Pandas version checks
-
[X] I have checked that this issue has not already been reported.
-
[X] I have confirmed this bug exists on the latest version of pandas.
-
[X] I have confirmed this bug exists on the main branch of pandas.
Reproducible Example
import pandas as pd
import numpy as np
# On trunk
pd.Series([1], dtype="bool") // np.bool_(0) # => NotImplementedError
pd.Series([1], dtype="bool") // pd.Series([0], dtype="bool") # => NotImplementedError
pd.Series([1, 0], dtype="bool") // pd.Series([0], dtype="bool") # => ZeroDivisionError
pd.Series([1, 0], dtype="bool") // pd.Series([1], dtype="bool") # => pd.Series([1, np.nan], dtype="object")
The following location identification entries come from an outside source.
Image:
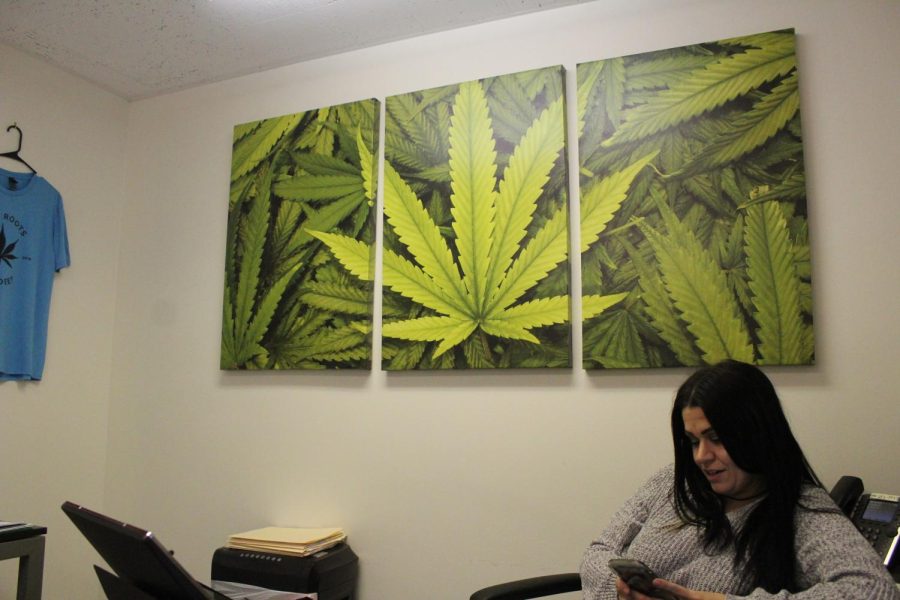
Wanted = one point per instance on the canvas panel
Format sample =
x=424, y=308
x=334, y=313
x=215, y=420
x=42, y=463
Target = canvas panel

pd.Series([1, 0], dtype="bool") // pd.Series([0, 0], dtype="bool") # => NotImplementedError
pd.Series([1, 0], dtype="bool") // pd.Series([1, 1], dtype="bool") # => NotImplementedError
Issue Description
If only one operand is a Series
, we consistently get a NotImplementedError
for pow
, truediv
, and floordiv
if both operands have boolean dtypes.
If both operands are series (with bool dtype) the behaviour is dependent on whether or not the series have matching lengths. When the lengths mismatch, for some reason the NotImplementedError
check is bypassed and we just evaluate as normal.
Expected Behavior
If one is going to not allow division or exponentiation of boolean dtypes, it should happen consistently.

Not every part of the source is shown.